The Washington Post recently ran an article by columnist E.J. Dionne, Jr. titled “How Obama changed the right.” It’s an interesting article that attempts to dissect the conservative movement in this country. Dionne seems to think that conservatism has been reborn. Like many other media sages, he seems to let his own liberal beliefs sometimes influence his views. I can’t fault his devotion to his views, even if in my opinion he tends to lean the wrong way.

Dionne began his article with the premise that President Obama has caused this eruption of conservatism among the voters. I agree with Dionne that a long dormant belief inside conservatism has been awakened. Beyond this point Dionne and I go our separate ways in accounting for this rise in conservatism in our voting public.

From the very beginning of the article the author raises the specter of religion being less important to the conservatives. He speculates religion has fallen prey to “older, more secular” convictions. I would like to remind Dionne that the majority of this nation’s “older, more secular” convictions came from religious views and values held by our Founding Fathers. Dionne makes the assertion that the conservative right has become more “radicalized.” Due to my own experiences I can’t agree with that line of thought. In our particular political climate “radical” has become a buzz word of sorts. Liberals like to stereotype the majority of conservatives as radicals. The beer-drinking, gun-toting, bible-thumping little people in the “Red” states. You know the drill, I’m sure.

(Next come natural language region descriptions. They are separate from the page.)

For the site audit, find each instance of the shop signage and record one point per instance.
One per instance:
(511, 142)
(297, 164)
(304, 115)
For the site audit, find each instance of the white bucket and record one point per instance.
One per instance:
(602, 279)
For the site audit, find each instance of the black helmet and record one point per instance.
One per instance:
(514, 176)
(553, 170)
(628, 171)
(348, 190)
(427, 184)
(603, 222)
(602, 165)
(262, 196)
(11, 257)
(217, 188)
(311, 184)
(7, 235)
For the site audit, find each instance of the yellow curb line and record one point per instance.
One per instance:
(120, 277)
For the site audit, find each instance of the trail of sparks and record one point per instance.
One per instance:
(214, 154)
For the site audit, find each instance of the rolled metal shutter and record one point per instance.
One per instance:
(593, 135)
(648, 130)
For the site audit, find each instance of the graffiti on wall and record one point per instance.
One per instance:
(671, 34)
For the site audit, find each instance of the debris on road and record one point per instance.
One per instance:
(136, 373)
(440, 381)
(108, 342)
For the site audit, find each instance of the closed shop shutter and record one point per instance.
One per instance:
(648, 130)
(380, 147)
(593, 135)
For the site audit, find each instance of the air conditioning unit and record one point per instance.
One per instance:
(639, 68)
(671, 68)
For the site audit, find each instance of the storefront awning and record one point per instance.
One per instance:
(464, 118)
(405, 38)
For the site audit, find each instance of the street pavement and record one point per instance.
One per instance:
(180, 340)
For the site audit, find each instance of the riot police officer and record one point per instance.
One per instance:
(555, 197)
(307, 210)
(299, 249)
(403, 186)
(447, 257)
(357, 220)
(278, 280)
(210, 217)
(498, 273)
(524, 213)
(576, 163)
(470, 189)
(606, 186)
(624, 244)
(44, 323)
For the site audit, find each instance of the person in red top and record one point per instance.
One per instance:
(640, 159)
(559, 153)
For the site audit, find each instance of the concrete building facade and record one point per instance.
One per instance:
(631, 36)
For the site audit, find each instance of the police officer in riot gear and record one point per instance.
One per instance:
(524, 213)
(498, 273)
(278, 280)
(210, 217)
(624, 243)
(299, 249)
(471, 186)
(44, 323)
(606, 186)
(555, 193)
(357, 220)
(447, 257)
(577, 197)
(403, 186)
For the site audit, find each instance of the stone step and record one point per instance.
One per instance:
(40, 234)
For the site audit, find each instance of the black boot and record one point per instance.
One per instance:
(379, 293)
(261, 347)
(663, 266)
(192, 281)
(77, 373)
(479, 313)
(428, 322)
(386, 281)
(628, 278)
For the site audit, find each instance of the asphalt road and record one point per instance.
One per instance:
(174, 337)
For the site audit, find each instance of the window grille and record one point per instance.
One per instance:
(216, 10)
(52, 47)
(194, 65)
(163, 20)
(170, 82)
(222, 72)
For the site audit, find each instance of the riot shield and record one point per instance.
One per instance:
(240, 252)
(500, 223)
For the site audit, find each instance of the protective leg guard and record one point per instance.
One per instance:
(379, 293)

I always enjoy listening to people who go to such lengths to explain why people like me are so intolerant to change and so out of touch. Actually, Dionne, while aiming to critique conservatism draws a picture that could apply just as well to liberalism. In spite of efforts to create the illusion of calm, cool-headed liberals the facts say otherwise. I offer up for your scrutiny Howard Dean, Barney Frank, Al Franken, and Keith Olbermann. All four are real-life nutcases. I will credit the four with being open in their madness — never any doubt of which side they are on.

Dionne seems at a loss to explain the conservative view of the U.S. Constitution. Conservatives tend to ignore the fact that the Constitution is the work of drunk old religious white racists who wrote the document to better secure their own wealth and land holdings (not Dionne’s words).

Of course, no mention of conservative villains would be worth its salt if there weren’t some mention of Sarah Palin. Dionne rises to the occasion but mentions her only briefly. He deduces that Palin is part of the religious right, a group that he has pronounced all but dead.

All non-believers beware of the Ides of November.